The attack is one of the most serious in that country’s history

The Lapsus$ ransomware gang has compromised the infrastructure of Impresa, the largest media conglomerate in Portugal. Impresa owns SIC TV channel, and Expresso newspaper, among other leading media, like several magazine publications.

The attack took place during the New Year holiday. It hit the websites of the Impresa group and the SIC TV channels, and the Expresso were forced offline. SIC’s internet streaming transmission was also interrupted.

According to TheRecord, while Impresa claims to have regained control over its Amazon account, in turn, the ransomware gang tweeted from Expresso’s verified Twitter account demonstrating to have access to its infrastructure.

A gang of of Portuguese speakers?

The Impresa attack is one of the largest cybersecurity incidents in Portugal’s history. Impresa is, by far, the country’s largest media conglomerate. According to September 2021 TV ratings, SIC and all its secondary channels dominate the TV market, while Expresso has the largest circulation numbers for weekly periodicals. Impressa also owns many other media companies and magazines, all of which are currently most likely impacted by the attack as well.
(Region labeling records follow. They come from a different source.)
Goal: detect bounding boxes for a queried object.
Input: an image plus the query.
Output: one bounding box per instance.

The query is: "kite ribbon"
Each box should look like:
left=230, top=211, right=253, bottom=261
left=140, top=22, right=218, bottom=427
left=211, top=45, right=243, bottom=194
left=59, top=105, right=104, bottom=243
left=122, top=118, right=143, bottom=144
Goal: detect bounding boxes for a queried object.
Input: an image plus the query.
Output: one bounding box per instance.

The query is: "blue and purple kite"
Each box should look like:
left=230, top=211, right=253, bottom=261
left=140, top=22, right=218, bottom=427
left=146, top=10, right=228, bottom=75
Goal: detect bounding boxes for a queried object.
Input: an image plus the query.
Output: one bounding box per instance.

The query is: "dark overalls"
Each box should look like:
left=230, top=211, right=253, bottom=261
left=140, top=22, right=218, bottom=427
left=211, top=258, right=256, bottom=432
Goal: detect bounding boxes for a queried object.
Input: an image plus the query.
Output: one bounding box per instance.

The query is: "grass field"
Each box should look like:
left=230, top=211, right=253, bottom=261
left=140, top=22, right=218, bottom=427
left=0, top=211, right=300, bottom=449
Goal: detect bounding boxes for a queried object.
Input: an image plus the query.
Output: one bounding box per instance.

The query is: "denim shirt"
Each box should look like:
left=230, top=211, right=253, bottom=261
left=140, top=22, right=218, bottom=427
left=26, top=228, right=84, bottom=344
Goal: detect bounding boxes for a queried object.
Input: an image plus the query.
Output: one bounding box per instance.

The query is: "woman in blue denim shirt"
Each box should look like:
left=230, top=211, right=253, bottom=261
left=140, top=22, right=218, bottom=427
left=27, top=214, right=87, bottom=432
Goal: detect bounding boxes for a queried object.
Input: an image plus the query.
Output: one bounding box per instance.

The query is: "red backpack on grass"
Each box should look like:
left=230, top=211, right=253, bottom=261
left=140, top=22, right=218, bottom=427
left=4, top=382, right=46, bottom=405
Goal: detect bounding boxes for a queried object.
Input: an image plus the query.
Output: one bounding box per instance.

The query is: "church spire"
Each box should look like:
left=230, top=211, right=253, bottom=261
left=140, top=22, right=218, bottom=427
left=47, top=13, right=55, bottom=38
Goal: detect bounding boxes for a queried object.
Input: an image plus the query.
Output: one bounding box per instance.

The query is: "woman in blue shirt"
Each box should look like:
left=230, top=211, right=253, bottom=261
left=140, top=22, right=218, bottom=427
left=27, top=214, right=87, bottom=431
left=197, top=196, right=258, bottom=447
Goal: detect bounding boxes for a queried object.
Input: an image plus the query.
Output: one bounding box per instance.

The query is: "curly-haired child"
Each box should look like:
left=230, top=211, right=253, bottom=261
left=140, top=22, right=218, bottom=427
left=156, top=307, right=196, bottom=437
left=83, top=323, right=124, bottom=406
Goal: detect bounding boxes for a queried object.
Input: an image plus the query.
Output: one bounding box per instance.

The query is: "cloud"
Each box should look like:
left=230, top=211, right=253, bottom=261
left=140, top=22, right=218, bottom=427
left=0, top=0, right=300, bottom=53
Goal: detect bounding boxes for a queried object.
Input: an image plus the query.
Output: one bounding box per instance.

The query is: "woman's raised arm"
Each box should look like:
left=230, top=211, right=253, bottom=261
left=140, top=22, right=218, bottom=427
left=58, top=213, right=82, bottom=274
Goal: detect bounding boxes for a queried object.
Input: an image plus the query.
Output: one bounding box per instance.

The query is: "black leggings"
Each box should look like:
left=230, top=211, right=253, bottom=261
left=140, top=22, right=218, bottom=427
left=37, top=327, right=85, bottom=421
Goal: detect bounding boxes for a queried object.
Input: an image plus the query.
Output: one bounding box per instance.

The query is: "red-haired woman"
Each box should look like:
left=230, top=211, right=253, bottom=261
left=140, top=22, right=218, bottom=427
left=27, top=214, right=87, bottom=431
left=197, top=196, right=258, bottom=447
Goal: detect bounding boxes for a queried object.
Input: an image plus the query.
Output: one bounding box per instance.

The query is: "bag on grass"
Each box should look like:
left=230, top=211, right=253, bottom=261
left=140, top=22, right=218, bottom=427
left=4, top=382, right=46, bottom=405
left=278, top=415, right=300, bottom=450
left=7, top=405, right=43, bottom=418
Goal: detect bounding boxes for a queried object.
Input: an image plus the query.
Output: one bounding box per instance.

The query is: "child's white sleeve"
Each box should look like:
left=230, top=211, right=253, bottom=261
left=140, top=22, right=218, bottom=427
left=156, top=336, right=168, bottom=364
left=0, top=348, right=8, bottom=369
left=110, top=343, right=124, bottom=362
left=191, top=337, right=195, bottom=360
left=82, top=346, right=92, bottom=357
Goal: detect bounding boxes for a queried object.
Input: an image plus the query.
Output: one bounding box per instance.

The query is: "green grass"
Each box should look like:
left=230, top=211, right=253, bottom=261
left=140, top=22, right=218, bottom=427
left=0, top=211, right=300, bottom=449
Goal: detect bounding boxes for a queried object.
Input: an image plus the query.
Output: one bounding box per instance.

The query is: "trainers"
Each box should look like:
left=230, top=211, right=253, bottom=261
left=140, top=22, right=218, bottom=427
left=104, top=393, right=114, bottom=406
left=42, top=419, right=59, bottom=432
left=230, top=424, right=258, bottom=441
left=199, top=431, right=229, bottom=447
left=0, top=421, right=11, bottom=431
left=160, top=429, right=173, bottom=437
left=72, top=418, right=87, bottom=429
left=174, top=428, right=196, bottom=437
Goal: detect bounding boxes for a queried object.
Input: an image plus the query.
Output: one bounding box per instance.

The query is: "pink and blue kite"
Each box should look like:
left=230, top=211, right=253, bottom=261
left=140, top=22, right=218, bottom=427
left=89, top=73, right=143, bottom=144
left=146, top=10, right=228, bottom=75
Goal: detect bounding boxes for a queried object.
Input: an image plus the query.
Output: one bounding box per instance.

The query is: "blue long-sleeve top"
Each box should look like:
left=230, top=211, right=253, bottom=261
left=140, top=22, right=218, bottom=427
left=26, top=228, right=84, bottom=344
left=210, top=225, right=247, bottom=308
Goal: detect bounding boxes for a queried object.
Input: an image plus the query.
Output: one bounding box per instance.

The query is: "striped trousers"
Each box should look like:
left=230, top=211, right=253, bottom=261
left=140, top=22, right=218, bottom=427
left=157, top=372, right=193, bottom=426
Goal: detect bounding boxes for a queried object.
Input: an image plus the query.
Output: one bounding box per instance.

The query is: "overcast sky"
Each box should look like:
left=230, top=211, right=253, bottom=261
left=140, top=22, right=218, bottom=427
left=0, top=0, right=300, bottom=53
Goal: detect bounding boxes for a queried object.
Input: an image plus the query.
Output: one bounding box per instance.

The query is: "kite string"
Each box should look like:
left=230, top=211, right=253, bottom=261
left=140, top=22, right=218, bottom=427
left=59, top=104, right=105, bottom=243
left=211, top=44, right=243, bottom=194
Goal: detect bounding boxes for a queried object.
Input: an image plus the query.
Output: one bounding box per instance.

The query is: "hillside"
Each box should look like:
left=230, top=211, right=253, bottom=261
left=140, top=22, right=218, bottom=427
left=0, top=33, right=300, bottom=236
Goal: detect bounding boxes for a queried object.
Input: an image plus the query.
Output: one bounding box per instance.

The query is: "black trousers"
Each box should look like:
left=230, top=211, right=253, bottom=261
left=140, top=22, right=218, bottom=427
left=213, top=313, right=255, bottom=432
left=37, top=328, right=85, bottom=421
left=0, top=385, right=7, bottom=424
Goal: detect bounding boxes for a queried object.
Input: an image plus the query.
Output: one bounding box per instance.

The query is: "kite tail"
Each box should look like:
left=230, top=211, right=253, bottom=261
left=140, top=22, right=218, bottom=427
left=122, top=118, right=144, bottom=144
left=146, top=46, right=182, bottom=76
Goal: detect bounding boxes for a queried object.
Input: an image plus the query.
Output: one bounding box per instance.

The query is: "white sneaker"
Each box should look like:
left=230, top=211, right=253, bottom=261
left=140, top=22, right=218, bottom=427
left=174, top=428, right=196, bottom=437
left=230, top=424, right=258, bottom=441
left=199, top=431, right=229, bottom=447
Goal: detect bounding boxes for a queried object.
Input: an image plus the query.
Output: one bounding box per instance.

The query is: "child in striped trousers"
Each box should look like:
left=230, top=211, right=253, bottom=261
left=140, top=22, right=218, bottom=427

In December, the ransomware gang hit the websites under Brazil’s Ministry of Health (MoH) causing the unavailability of COVID-19 vaccination data of millions of citizens. The gang also targeted the South American telecommunication providers Claro and Embratel.

In the December attack, Lapsus$ left a message on the affected websites claiming credit and claiming that it had stolen 50 terabytes’ worth of data. As with the attack on Impresa, the group left a message that included an email address and Telegram contact information that the attackers asked to be contacted to discuss the terms of returning the data.

Both the Brazil Ministry of Health attack followed by an attack on Impresa both have one major factor in common. Both countries use Portuguese as their language and the ransom notes in both cases were in the same language. The presumed takeaway is that the Lapsus$ ransomware gang consists of Portuguese speakers.